The shell alone would run upwards of a hundred grand, and that wasn't chicken feed. It was beyond me why Oscar Mayer himself, or someone running around town with his last name, hadn't kicked in a few million for the cause. I know if they ever named something after Henry Melville I'd want it to be better than mediocre.
Anyway, I figured Mr. CC had gotten his four C's worth. But it wasn't Mr. CC on the phone. It was my old client Mr. Owen Groit, who by now probably had an uncontested divorce from the adventurous Mrs. Owen Groit.
"Melville," Groit gasped, "my 16-year-old daughter, Cindy, ran off with a punk-rock band called the Dry Heaves! I want her back."

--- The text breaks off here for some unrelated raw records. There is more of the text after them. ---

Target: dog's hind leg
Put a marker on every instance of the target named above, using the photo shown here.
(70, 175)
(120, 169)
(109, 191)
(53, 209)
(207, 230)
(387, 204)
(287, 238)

"Are they an offshoot of the famed Porcelain Thrones?" I asked innocently.
"This isn't a joke, Melville! I'm serious!"
Like Oscar Wilde, I've always believed life is too important to take seriously. But I didn't tell Owen Groit that. I poured two more fingers of scotch while he launched into a long story about his Lucinda. Then I fired a new cigar. Perhaps intrigued by the sweet Tuscan odor, a fly landed on my desk and immersed itself in a cloud of smoke.
Owen kept talking. The fly and I had a stare-down. It was a draw.